The first time I set up a simple website was few years ago and I did it with a minimal Jekyll template to showcase my github projects and my skills.
I had a page where I could easily write blog posts in .md
files, placing the posts in a certain folder structure with a certain filename.
Simple enough, right? Maybe too simple. I could not easily control the website template. I had to write my posts in markdown
files.
I quickly lost interest in the website and never blogged once.
The second time around was at the beginning of 2020, shortly after discovering Emacs.
I saw a beautiful blog online and made it a day's quest to replicate it on my gh-pages
branch.
What the author was using was an R library called rmarkdown
, which under the hood uses knitr
+ pandoc
to render .Rmd
files.
The final touch I added was so I could write posts using my favourite markup language, i.e. Org Mode.
I could write .org
files, export them to .Rmd
files and finally render them with rmarkdown
.
The website's style was stunning also! Very easy to steal some CSS from his website.
I could blog writing .org
files and I had a beautiful website.. Still I never blogged once. Maybe it was not simple enough.
The setup must have been working very well for its original author, a Data Scientist writing a lot of .Rmd
analyses. Not so much for me.
This approach
Lately I have been very fascinated by the Clojure programming language. I will write a post in the future about it.
In the websites I am lurking, the community often speaks about Clojurescript which can compile to Javascript code.
Some of the cljs
frameworks for simple-page applications seem simple and elegant (like most things Clojure related).
Today I found a minimal, beautiful blog set up with shadow-cljs
, which had very little code, all of which was understandable enough.
It looks like the author is a js
and cljs
developer, so it has been interesting to learn some best practices since I have absolutely zero knowledge of frontend development.
Well, I forked his repo and it was extremely quick to build the website locally and deploy it to netlify!
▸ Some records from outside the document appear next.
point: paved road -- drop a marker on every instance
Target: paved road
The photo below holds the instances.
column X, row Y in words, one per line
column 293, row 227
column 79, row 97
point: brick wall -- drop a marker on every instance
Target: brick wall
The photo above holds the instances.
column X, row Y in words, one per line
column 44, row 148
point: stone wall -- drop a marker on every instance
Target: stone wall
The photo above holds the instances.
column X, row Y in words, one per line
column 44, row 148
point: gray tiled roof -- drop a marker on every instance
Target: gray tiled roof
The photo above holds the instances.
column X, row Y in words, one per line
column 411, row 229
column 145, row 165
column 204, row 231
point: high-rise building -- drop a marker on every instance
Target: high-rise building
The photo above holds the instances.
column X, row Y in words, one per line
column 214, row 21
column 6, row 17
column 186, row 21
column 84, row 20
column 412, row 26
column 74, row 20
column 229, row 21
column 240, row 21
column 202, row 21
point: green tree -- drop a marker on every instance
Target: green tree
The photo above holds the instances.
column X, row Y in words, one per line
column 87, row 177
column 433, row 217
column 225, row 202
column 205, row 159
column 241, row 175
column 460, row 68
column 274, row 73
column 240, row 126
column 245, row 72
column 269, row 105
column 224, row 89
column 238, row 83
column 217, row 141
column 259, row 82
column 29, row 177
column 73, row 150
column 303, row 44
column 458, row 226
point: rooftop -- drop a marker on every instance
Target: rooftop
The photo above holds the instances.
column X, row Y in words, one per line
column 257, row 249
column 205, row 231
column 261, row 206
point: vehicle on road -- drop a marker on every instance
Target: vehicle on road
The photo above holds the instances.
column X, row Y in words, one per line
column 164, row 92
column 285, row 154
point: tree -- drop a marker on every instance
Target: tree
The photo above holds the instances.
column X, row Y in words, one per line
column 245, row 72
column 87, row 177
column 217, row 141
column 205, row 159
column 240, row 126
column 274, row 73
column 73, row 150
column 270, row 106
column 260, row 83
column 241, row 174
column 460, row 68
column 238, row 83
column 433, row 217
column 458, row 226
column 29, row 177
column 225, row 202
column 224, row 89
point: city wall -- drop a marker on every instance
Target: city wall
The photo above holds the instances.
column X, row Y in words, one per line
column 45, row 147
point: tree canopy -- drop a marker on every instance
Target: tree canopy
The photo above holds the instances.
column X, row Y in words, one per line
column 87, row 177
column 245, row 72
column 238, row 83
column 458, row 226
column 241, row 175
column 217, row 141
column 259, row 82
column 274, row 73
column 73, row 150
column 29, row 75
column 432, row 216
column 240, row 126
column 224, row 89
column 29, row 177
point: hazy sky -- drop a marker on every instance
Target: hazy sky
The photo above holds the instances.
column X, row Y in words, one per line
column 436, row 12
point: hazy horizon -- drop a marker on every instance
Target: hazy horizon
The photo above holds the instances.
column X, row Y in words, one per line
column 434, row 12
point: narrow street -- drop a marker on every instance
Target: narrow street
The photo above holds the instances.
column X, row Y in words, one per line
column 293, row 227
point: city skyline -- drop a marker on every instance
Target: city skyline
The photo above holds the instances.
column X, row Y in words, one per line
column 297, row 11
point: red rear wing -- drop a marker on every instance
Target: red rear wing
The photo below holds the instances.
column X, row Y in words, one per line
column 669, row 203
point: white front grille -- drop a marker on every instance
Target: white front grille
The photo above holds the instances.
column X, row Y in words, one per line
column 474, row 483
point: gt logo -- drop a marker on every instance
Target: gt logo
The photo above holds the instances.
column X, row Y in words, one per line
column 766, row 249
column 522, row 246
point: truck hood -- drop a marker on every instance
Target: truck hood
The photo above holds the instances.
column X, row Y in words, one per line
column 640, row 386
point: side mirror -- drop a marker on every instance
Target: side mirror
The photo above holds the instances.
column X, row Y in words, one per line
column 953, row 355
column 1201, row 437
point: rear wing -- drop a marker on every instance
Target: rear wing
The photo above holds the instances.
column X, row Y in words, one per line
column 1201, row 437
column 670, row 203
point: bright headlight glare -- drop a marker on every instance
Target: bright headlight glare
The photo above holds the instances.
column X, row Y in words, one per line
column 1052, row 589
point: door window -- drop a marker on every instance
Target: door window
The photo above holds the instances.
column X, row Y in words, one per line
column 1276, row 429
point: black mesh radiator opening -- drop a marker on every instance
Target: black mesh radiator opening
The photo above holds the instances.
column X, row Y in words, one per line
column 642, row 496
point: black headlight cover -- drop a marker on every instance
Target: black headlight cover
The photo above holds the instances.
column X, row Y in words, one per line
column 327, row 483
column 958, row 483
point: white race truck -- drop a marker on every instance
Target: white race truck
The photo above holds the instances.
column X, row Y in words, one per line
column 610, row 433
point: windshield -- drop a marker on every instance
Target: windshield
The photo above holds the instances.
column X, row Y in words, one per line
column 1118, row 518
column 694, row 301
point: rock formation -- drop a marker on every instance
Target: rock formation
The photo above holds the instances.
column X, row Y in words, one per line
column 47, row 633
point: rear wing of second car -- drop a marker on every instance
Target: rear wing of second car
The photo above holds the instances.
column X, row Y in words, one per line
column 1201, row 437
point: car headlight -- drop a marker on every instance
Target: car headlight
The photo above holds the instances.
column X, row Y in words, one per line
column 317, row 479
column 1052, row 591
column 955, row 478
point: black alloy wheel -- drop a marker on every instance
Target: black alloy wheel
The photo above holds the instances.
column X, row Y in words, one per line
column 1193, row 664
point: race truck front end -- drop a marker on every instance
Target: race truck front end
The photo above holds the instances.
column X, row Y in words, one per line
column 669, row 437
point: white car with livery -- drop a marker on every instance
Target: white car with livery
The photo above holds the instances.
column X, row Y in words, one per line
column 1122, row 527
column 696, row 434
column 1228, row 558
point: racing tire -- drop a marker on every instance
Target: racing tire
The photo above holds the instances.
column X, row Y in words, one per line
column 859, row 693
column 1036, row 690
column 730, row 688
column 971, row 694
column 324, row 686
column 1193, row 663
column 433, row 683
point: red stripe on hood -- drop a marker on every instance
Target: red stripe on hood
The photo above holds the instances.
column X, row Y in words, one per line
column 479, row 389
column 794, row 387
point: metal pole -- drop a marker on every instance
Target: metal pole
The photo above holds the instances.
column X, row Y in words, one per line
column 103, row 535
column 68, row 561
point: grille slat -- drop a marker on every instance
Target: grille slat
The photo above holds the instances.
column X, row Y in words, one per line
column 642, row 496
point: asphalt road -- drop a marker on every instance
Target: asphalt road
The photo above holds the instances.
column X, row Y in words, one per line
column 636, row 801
New concepts I need to understand more:
yarn
>npm
for managing dependencies, building and releasingtailwind
+postcss
for easy customization of your website's styleyarn shadow-cljs watch app
to develop while hot-reloading the website a-la-figwheel- Connecting to the
clojurescript
REPL to interact with the browser
This is a very exciting environment to develop my website and customize it to my liking! No more deciphering templates and stealing off CSS, I will customize it how I want.
The second news, even more exciting, is that the author wrote a simple logic to parse .md
and populate the website.
This means that to write my blog posts I can write with Org Mode and easily export to .md
.
I will also adopt the approach used in ox-hugo
, that is to have a single .org
file and have posts live under a heading.
I can then export a single post with ,e C-s mm
, i.e. calling org-export-dispatch
, narrowing the scope to the subtree and exporting to a markdown file.
I really like having the full control over the website. Deploying to netlify means that I am not limited to what Github Pages lets me do.
In the future I would like to explore different things, like embedding an interactive D3
visualization or a vega-lite
SVG.
I am happy to need to understand the details for these integrations instead of resorting to a magical plugin in an obscure template (like with hugo
).
Why blogging?
Technical blogging is a great opportunity to learn how to explain something you think you know something about and how to organise your thoughts. Before writing this post I thought I had a clear idea of what to write but at the end of the post I can see that I digressed and I could have benefitted from organizing the structure of the post beforehand. It's okay since it is my first post, but see? Already learning!
In the future I plan to write about the things I deem interesting that I am exploring. I do this for self documentation and to maybe help a fellow user who might come across the same problem I was solving and maybe it will help him save some time. I will adjust with time around a certain size and type of content. I expect the two main categories will be data science and software engineering tooling.